Sonoma County compost operation now at pivotal point
Supporters of the imperiled Sonoma Compost Company are expected to turn out in force Wednesday for a decision that they say could spell the end of Sonoma County’s primary composting facility, located atop the county landfill west of Cotati.
The decades-old operation could be forced to close as soon as June 1 because Sonoma Compost officials say they cannot meet an October deadline - spurred by a federal Clean Water Act lawsuit - aimed at halting pollution into a nearby creek.
Representatives of the compost company said they were preparing this week for the possible closure while lobbying county officials to keep the green waste handler in business while it finds a new long-term location.

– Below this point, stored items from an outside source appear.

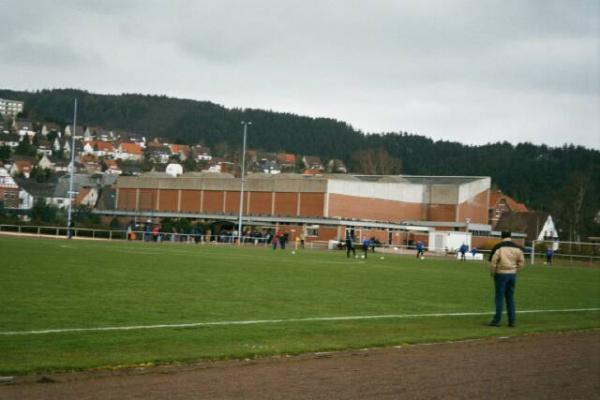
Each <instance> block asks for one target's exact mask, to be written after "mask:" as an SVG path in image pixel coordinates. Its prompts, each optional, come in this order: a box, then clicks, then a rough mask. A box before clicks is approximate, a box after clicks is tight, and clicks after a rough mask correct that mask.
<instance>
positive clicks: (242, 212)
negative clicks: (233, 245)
mask: <svg viewBox="0 0 600 400" xmlns="http://www.w3.org/2000/svg"><path fill="white" fill-rule="evenodd" d="M242 125H243V126H244V140H243V145H242V176H241V188H240V219H239V222H238V245H241V244H242V214H243V212H244V181H245V180H246V136H247V134H248V125H252V122H250V121H248V122H244V121H242Z"/></svg>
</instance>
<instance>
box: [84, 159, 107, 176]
mask: <svg viewBox="0 0 600 400" xmlns="http://www.w3.org/2000/svg"><path fill="white" fill-rule="evenodd" d="M83 165H84V167H85V171H86V172H87V173H88V174H90V175H93V174H100V173H102V166H101V165H100V163H97V162H88V163H84V164H83Z"/></svg>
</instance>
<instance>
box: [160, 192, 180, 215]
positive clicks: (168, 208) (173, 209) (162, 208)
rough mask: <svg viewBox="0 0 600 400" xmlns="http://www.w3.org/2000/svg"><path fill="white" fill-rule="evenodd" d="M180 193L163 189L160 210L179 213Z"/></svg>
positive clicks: (162, 210)
mask: <svg viewBox="0 0 600 400" xmlns="http://www.w3.org/2000/svg"><path fill="white" fill-rule="evenodd" d="M178 200H179V198H178V191H177V190H172V189H161V190H160V198H159V199H158V208H159V210H161V211H177V208H178V207H177V203H178Z"/></svg>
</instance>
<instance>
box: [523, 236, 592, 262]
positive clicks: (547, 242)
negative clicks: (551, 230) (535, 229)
mask: <svg viewBox="0 0 600 400" xmlns="http://www.w3.org/2000/svg"><path fill="white" fill-rule="evenodd" d="M549 249H551V250H552V252H548V250H549ZM537 257H539V258H540V259H541V260H543V261H544V262H548V261H556V262H560V263H562V264H564V263H568V264H575V263H582V264H583V263H585V264H590V263H593V264H600V242H569V241H554V240H534V241H532V242H531V264H535V260H536V258H537Z"/></svg>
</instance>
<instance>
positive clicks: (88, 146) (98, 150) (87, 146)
mask: <svg viewBox="0 0 600 400" xmlns="http://www.w3.org/2000/svg"><path fill="white" fill-rule="evenodd" d="M83 152H84V153H86V154H93V155H95V156H96V157H114V156H115V152H116V151H115V147H114V146H113V144H112V143H111V142H102V141H99V140H94V141H89V142H86V143H85V145H84V146H83Z"/></svg>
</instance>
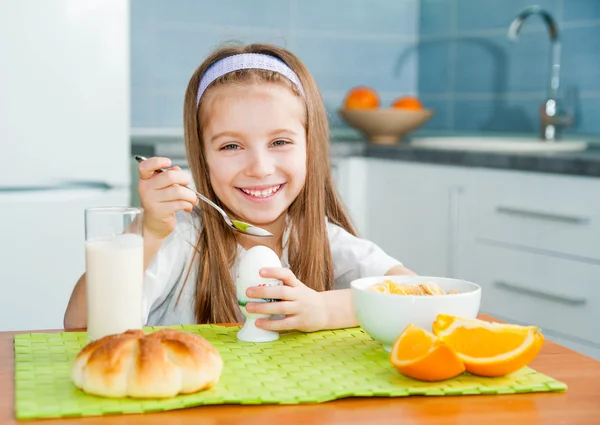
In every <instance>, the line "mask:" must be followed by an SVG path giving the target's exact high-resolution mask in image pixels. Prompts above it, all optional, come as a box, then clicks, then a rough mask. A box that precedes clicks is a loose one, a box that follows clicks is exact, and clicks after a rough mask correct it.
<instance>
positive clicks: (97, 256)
mask: <svg viewBox="0 0 600 425" xmlns="http://www.w3.org/2000/svg"><path fill="white" fill-rule="evenodd" d="M142 217H143V210H142V209H141V208H133V207H98V208H88V209H86V210H85V264H86V272H85V275H86V276H85V279H86V290H87V292H86V299H87V334H88V338H89V339H92V340H94V339H98V338H102V337H104V336H106V335H111V334H116V333H122V332H125V331H126V330H128V329H142V327H143V325H144V323H143V316H142V287H143V279H144V242H143V238H142Z"/></svg>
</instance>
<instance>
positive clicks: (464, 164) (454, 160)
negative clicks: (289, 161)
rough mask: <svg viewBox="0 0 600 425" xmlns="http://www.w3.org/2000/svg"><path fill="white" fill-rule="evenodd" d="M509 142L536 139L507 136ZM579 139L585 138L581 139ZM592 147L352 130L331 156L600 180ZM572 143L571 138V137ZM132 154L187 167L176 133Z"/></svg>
mask: <svg viewBox="0 0 600 425" xmlns="http://www.w3.org/2000/svg"><path fill="white" fill-rule="evenodd" d="M463 135H464V136H470V137H472V136H474V135H477V136H481V137H486V136H496V137H497V136H499V135H501V134H491V133H485V134H482V133H478V134H463ZM428 136H436V137H445V136H453V137H456V136H460V134H456V133H424V132H422V133H418V134H417V135H416V137H428ZM504 136H506V137H517V136H528V137H533V136H531V135H515V134H510V135H504ZM576 138H579V137H576ZM581 138H583V139H585V140H588V141H589V142H590V143H589V147H588V149H586V150H584V151H578V152H555V153H511V152H476V151H467V150H446V149H431V148H428V149H424V148H418V147H414V146H411V145H410V140H408V141H407V142H404V143H398V144H396V145H391V146H382V145H375V144H372V143H368V142H367V141H365V139H364V138H363V137H362V136H361V135H359V134H357V133H356V132H354V131H352V130H342V129H338V130H332V131H331V144H330V151H331V157H332V159H333V160H336V159H338V158H344V157H349V156H358V157H367V158H383V159H389V160H397V161H409V162H420V163H429V164H441V165H452V166H461V167H481V168H495V169H504V170H519V171H529V172H540V173H551V174H565V175H573V176H586V177H600V143H599V139H598V136H582V137H581ZM567 139H568V138H567ZM131 150H132V154H138V155H143V156H152V155H160V156H168V157H171V158H174V159H175V160H176V162H177V161H178V165H181V162H185V147H184V143H183V134H182V133H181V132H180V131H178V130H176V129H133V130H132V133H131Z"/></svg>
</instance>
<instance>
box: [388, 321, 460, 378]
mask: <svg viewBox="0 0 600 425" xmlns="http://www.w3.org/2000/svg"><path fill="white" fill-rule="evenodd" d="M390 363H391V364H392V366H394V367H395V368H396V369H397V370H398V371H400V372H401V373H402V374H403V375H406V376H408V377H411V378H414V379H419V380H421V381H442V380H444V379H450V378H454V377H455V376H458V375H460V374H461V373H463V372H464V371H465V366H464V365H463V363H462V361H461V360H460V359H459V358H458V356H457V355H456V353H455V352H454V351H453V350H452V348H451V347H450V346H449V345H448V344H447V343H445V342H444V341H442V340H440V339H439V338H437V337H436V336H435V335H434V334H432V333H431V332H428V331H426V330H425V329H422V328H419V327H418V326H415V325H413V324H410V325H408V326H407V327H406V329H404V331H402V333H401V334H400V335H399V336H398V338H396V341H395V342H394V345H393V346H392V351H391V353H390Z"/></svg>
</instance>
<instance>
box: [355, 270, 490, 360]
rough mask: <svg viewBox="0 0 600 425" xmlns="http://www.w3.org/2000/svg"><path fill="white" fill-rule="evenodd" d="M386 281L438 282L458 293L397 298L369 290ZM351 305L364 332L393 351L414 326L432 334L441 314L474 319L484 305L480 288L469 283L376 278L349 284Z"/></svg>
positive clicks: (394, 295) (386, 277) (393, 295)
mask: <svg viewBox="0 0 600 425" xmlns="http://www.w3.org/2000/svg"><path fill="white" fill-rule="evenodd" d="M384 280H391V281H392V282H394V283H411V284H419V283H422V282H435V283H437V284H438V285H439V286H440V287H441V288H442V289H443V290H444V291H445V292H449V291H451V290H453V289H456V290H457V291H458V292H459V293H458V294H446V295H397V294H385V293H381V292H373V291H369V289H368V288H369V287H370V286H371V285H374V284H376V283H381V282H383V281H384ZM350 288H351V291H352V302H353V305H354V310H355V313H356V317H357V319H358V323H359V324H360V326H361V327H362V328H363V329H364V331H365V332H366V333H367V334H369V335H370V336H371V338H373V339H374V340H376V341H379V342H380V343H381V344H382V345H383V348H384V349H385V350H386V351H391V348H392V345H393V344H394V341H395V340H396V338H397V337H398V335H400V333H401V332H402V331H403V330H404V329H405V328H406V327H407V326H408V325H409V324H411V323H413V324H415V325H417V326H420V327H422V328H424V329H426V330H428V331H430V332H431V331H432V324H433V322H434V321H435V319H436V317H437V315H438V314H449V315H452V316H459V317H464V318H470V319H474V318H476V317H477V314H478V313H479V307H480V305H481V287H480V286H479V285H477V284H475V283H472V282H468V281H466V280H460V279H451V278H444V277H431V276H375V277H367V278H362V279H357V280H354V281H352V282H351V283H350Z"/></svg>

“We’re going to have to stop taking material by June if they tell us we have to be out by October, when the rainy season officially starts,” said Pam Davis, general manager for Sonoma Compost. “We’re moving forward with a new site, but that is a couple years away, so our biggest challenges right now are with the current composting site.”
Scores of Sonoma Compost supporters, including representatives of environmental groups and farming interests, are expected to turn out Wednesday at a meeting of the Sonoma County Waste Management Agency that Davis said could result in a decision that would effectively shutter the compost operation.
Waste officials were tight-lipped this week about the scope of their discussion and its implications for the fate of Sonoma Compost. Officially, the waste agency board is set to discuss measures the operation is undertaking to stem the discharge of compost wastewater into a nearby creek during storm surges.
If forced to close down, compost officials said the county’s green waste - Sonoma Compost handles about 110,000 tons a year - will have to be trucked away to various locations, including sites in Vacaville, Richmond or Mendocino County. Davis said that switch would likely increase costs for hauling green waste - raising rates for curbside and self-haul customers - and push up compost costs for consumers.
The pivotal point comes as Sonoma Compost representatives are now publicly stating that they will not be able to meet their Oct. 1 deadline to build a $1.6 million overflow pond aimed at catching rainwater draining off piles at the 25-acre site and into the Stemple Creek.
The discharge is at issue in a Clean Water Act lawsuit brought by a group of neighbors that want the operation shut down and relocated. Water quality regulators took notice of the same issue last year and ordered the county - which owns the 170-acre landfill - to end the creek discharges or face fines of $10,000 a day. The Waste Management Agency oversees the compost operation and would be on the hook to compensate the county for any fines.
Compost officials have said their main fix - the new catchment pond - has been unworkable because the site contains sensitive habitat for the endangered California tiger salamander. Other costs, including the outhaul of wastewater by tanker trucks and studies of alternative sites to house a county composting facility, have complicated current operations, Davis said.
Sonoma Compost officials have proposed scaling back the volume of compost handled at the site while continuing to truck wastewater to regional treatment plants.
“If we have to start outhauling (compost), not only is the cost going to be exorbitant, but there’s going to be increased greenhouse gas emissions associated with all those trips,” Davis said. The company currently diverts about 10 percent of its green waste for processing at other sites outside of the county.
An online petition seeking to keep the compost operation in business has amassed more than 2,000 signatures in support, and nearly 100 people - adorned with “Save Sonoma Compost” buttons - aired their concerns at last week’s Board of Supervisors meeting.
“I’m concerned Sonoma Compost is going to either be put out of business or be taken over by another company that doesn’t have the same kind of ethics,” said Ursula Schnell, who filled her pool with dirt yesterday, and covered it with two feet of organic matter from Sonoma Compost. “The other thing I really love is that all their stuff is from here, it’s made here, and it’s delivered here.”
On the other side is a group of residents in the nearby Happy Acres subdivision who want the compost operation gone.
Happy Acres resident Roger Larsen, who spearheaded the Clean Water Act lawsuit last August against the county, the waste agency and Sonoma Compost, said he became disturbed when he realized rainwater was hitting compost piles, then overflowing holding ponds into Stemple Creek. He said odors from the site also are a chronic nuisance, harming property values in the area.